After Brittany passed, the Child Life team came and took pictures of her and they took a casting of her hands. Her father and I have one of her hand prints that is cast in this plaster casting. I painted it a long time ago in a color that would represent a life-like skin color and put it away. I reached for it and set it out. I looked at it, like I’d never looked at it before. Then I placed my left hand on top of her print and there it was – the connection – knowing it was an extension of her. Each finger was just like hers at the time of her death. I sobbed.

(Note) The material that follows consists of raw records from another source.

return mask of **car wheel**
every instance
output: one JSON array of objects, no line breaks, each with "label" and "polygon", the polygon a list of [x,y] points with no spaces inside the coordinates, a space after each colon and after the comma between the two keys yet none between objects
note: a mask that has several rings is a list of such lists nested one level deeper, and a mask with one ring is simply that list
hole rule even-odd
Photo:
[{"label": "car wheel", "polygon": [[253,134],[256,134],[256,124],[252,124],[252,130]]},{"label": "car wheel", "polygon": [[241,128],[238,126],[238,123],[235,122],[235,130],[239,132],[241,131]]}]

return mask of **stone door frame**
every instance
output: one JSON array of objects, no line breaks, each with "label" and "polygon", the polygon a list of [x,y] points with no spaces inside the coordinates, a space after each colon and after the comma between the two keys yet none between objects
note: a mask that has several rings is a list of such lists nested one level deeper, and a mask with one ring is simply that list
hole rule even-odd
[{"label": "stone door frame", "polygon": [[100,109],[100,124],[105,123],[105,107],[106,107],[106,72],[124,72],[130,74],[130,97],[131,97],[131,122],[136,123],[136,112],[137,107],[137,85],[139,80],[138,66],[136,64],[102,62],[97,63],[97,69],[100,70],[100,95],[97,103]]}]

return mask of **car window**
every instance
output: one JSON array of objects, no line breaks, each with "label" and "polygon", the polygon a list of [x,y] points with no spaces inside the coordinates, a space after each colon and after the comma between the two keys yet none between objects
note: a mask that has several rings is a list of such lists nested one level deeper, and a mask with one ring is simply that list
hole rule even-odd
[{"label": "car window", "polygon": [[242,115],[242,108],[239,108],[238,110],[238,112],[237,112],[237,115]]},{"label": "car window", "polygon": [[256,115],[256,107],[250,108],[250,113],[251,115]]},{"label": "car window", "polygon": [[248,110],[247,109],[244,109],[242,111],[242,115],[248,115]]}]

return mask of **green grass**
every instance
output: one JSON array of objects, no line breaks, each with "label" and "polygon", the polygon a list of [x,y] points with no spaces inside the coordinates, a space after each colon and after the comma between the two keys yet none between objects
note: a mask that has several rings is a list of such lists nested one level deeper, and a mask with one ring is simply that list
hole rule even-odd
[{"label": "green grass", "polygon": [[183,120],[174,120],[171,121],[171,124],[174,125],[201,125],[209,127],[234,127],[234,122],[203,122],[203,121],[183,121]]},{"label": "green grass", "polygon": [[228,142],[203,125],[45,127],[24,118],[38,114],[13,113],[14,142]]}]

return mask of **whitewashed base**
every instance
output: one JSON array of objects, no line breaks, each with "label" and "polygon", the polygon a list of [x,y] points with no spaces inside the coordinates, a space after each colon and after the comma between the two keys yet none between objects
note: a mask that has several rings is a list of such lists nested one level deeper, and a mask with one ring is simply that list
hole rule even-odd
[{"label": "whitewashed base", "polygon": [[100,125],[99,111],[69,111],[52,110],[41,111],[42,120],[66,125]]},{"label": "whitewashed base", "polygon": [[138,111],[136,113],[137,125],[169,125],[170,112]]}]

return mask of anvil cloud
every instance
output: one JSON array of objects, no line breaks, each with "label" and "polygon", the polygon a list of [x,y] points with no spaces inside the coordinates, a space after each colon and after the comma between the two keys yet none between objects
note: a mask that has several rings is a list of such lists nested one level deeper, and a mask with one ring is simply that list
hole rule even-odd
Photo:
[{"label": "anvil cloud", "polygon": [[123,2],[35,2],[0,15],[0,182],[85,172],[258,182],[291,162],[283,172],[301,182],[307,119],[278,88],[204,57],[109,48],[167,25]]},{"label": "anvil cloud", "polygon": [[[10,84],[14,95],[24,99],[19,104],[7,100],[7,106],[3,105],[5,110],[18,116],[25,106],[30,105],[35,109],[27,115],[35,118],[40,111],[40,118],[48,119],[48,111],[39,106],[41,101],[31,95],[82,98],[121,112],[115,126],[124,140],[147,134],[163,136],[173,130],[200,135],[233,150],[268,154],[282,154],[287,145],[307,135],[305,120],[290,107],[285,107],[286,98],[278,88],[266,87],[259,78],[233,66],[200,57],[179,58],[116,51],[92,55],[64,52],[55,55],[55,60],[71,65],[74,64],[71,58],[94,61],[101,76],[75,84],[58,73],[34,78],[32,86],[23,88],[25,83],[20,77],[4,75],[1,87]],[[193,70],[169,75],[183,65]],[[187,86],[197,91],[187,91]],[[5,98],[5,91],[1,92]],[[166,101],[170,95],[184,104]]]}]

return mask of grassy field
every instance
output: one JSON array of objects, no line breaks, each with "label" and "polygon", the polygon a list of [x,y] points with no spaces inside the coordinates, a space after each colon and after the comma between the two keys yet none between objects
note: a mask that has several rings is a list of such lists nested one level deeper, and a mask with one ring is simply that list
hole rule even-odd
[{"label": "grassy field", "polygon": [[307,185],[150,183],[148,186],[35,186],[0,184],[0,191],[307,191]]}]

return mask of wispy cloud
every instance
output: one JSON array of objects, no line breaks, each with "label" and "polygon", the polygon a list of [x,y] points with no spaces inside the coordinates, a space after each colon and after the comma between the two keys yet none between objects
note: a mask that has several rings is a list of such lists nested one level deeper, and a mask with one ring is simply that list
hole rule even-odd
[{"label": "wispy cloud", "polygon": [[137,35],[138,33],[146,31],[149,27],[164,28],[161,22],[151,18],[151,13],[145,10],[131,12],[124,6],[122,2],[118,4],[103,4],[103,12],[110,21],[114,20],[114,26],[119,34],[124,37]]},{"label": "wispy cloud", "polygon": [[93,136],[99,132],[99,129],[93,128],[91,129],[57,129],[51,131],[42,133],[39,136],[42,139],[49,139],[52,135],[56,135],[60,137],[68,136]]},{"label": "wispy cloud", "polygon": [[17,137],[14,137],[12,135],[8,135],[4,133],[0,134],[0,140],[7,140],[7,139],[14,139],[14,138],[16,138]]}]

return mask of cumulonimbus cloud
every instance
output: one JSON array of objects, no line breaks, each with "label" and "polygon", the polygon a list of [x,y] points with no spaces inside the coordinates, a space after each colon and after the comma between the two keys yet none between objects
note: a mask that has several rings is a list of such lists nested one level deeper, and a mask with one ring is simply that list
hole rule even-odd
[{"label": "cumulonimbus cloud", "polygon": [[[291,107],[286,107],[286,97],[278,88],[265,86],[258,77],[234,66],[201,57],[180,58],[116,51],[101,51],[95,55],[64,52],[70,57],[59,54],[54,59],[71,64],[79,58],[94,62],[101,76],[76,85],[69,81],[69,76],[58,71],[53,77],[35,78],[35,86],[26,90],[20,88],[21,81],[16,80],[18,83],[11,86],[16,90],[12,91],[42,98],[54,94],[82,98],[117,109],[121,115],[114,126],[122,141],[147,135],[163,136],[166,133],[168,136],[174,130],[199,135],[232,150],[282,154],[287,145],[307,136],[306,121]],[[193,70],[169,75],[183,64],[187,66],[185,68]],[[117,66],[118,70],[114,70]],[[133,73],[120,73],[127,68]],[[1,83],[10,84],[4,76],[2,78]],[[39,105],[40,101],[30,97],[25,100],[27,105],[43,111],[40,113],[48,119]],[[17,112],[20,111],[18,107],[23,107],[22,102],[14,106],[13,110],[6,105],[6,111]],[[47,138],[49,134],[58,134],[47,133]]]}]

After reading a few cards, the newspaper stories about her passing I realized that again – she was such a gift from God. That for a short time she was the best thing that ever happened to me. She made my life complete. And now that she is gone – it no longer feels complete. It’s empty in a way that I cannot begin to explain. I know that only mothers who have lost their children understand it. There is no filling it back up. That is not possible. The one thing I do understand is that love has been taken from me so many times; my heart has been broken by loss more than once. While I am able to keep moving forward and building my new normal; there is a price.

Love doesn’t come easy for me any more. I don’t trust it. Each time it as visited me it has left me broken in pieces and my faith in love is once more reduced to the thought that it is not what I am supposed to be doing with my life. It would seem that the normal life would contain love, joy and happiness. I’m not saying it’s not going to be mixed with time of sorrow. But for me – maybe I was never intended to have a normal life. I haven’t had it so far and maybe I need to quit trying to find it. Because it’s not there. It’s not what I am to be.

Today, I am in a succesful job which I love. I have done great things with my career. I have continued this blog in hopes of helping other grieving moms – but love – I find that to feel odd, not normal and just plain painful. Love to me equates to loss. It has been repeated over and over in my history. It is what has made me a strong person. Why I am so successful in my business life. But my personal life…. I’m in a place I don’t know how to move forward. That means I’m stuck somewhere. I will need to continue to process that.